On this page you will find advice on information security when working remote. Regardsless of whether you are working from home or when travelling.
For many of us, working from home has become part of everyday life as a result of coronavirus. Security levels are often slightly lower at home than at the university. So, when many employees begin working online remotely, the university becomes more vulnerable to cybercriminals.
Therefore, we urge you to consider your routines and behaviour, regardless of where you are working from, so you help maintain a high level of security at the university.
Employees and students should make sure they are aware of IT security – also when travelling.
The Centre for Cyber Security (CFCS) and the Ministry of Foreign Affairs of Denmark have prepared guidelines/publications and advice on IT security when travelling.
Be careful when using Wi-Fi in airports, cafés or in other public places. There is a risk that sensitive information can be intercepted and misused when working in public places.
Only log on to Wi-Fi that requires a password. When working on Wi-Fi in public places it is a good idea to use VPN. That encrypts the communication between the device you are using and AU's systems.
Delete Wi-Fi from your phone and computer when it is no longer relevant.
If you have been connected to a public network at the airport or in other public places, you should delete it afterwards.
Who is permitted to participate in the meeting depends on what types of data will be shared at the meeting. Read about AU’s four data classifications.
Open meetings where everyone with a link can participate
It is easy for external participants to hide their identity behind an avatar or fake photo in open online meetings.
When you conduct an open online meeting it is important that you have control over who participates to avoid externals interupting your meeting with e.g. malicious audio, video, chat and/or screen sharing. To have better control over who enters the meeting, you can use a meeting password, the waiting room feature or mandatory registration.

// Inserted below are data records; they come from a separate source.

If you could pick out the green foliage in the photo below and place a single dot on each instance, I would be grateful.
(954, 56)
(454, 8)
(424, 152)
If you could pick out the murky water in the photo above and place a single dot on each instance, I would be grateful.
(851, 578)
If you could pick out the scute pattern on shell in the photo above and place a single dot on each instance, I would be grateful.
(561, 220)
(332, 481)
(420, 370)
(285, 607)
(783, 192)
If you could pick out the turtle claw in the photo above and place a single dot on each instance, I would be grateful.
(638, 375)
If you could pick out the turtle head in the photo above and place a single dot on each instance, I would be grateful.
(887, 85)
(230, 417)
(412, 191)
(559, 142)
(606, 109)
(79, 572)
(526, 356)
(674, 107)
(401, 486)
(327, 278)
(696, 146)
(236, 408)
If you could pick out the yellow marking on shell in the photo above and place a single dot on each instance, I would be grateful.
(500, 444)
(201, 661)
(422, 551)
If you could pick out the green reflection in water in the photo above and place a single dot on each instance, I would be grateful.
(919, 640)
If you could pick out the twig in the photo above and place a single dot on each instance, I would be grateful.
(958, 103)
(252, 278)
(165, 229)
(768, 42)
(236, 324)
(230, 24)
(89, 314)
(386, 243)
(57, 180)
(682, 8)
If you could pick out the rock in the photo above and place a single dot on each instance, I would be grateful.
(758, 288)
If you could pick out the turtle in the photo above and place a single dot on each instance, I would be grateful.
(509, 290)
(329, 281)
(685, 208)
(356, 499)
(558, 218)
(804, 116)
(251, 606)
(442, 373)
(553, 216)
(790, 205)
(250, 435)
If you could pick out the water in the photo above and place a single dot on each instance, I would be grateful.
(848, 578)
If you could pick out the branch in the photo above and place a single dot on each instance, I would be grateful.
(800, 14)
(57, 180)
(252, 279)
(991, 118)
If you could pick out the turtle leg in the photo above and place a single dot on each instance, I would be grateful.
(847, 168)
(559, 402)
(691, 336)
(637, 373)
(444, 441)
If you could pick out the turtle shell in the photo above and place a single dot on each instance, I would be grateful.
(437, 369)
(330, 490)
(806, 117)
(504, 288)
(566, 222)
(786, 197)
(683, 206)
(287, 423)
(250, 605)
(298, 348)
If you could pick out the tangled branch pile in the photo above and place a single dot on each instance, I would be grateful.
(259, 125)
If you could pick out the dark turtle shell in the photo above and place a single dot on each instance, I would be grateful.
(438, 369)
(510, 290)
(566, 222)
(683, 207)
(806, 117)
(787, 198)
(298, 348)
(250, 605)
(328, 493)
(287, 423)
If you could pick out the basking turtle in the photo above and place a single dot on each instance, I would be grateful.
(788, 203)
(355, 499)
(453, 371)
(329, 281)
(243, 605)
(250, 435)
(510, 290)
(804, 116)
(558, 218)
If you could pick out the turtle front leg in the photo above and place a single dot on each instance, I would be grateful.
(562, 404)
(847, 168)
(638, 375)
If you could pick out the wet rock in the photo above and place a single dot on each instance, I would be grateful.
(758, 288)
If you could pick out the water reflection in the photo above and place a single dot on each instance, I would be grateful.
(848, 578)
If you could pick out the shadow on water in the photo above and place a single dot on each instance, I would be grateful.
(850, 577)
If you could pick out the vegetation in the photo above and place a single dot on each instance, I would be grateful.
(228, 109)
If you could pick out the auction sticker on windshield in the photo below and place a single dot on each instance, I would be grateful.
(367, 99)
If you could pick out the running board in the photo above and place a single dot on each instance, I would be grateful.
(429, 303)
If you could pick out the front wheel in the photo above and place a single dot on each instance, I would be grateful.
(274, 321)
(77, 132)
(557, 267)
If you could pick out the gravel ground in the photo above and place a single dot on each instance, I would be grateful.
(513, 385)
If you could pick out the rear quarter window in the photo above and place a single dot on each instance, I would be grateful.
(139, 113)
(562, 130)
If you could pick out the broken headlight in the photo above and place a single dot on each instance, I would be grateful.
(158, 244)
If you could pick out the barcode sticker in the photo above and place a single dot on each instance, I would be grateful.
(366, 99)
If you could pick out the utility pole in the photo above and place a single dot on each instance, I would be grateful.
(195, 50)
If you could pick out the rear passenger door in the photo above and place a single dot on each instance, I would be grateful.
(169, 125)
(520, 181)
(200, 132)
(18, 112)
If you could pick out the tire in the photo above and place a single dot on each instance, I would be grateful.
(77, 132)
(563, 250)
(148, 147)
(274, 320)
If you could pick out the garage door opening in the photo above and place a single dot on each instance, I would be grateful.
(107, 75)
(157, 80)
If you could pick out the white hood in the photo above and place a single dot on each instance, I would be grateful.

If you do not wish to use these features, you should change your meeting to a webinar. That way, you will automatically get control over who participates with video, audio, chat and screen sharing.
Closed meetings are only possible with a personal invitation
Consider if the participants should use a password to enter the meeting.
When you participate in an online meeting and have to give a presentation, take care that you do not reveal more than you intend.
Sharing a screen, program or presentation can sometimes mean that other participants see your notes and other internal information. When you share your screen, close all other unnecessary programs and avoid showing your desktop, so that only the presentation, photo or document is shown to all participants. This will help you keep check of what the other participants can see.
When you are working from cafés, hotels, trains and busses, anyone can listen in. This increases the risk of unauthorised persons gaining access to confidential information about products, data, colleagues and partners. This applies to both digital and physical meetings. This may also apply when working from home.
Use headphones so that unauthorised listeners can only hear one part of the interview. This will help to protect your conversation partners and their information.
It is easy to leak internal, confidential and sensitive data if you post photos or video material from your place of work on social media. Therefore, be particularly careful with work-related tasks and information you share on social media. Avoid photos of screens, communication equipment, notes and documents.
Many people are not aware that the information they send via messaging services, especially ordinary text messages, is sent in clear text. This means that the messages are not protected and can be read by others if they are intercepted. Therefore, consider whether your message needs to be protected and, if so, use an encrypted message service instead.
All AU-computers (PC and Mac) are updated automatically with the software provided by AU..
If you have an AU smartphone and/or tablet, you must update the operating system and apps yourself.
IT security is in order when it comes to the systems and software provided by AU.
If you have needs beyond what AU makes available, please contact your local IT support team before downloading any new apps.
This will help IT support and AU IT ensure that the basic IT security is in order and that the procurement rules have been complied with.
Do you use printed documents, USB flash drives or other material, and do you store documents and media from home or when you are on the move? Then consider whether the information is internal, sensitive or confidential, and whether it should be withheld from others.
Always use screen lock, no matter where you are, so that unauthorised persons do not get access to AU data.
Do not throw away AU documents with internal, sensitive and/or confidential information or data in your own bin or in a shared bin. Get an approved shredder for your home office or bring the documents to AU and shred them there.
Also make sure that AU documents are not lying around so they can be seen by visitors or passers-by.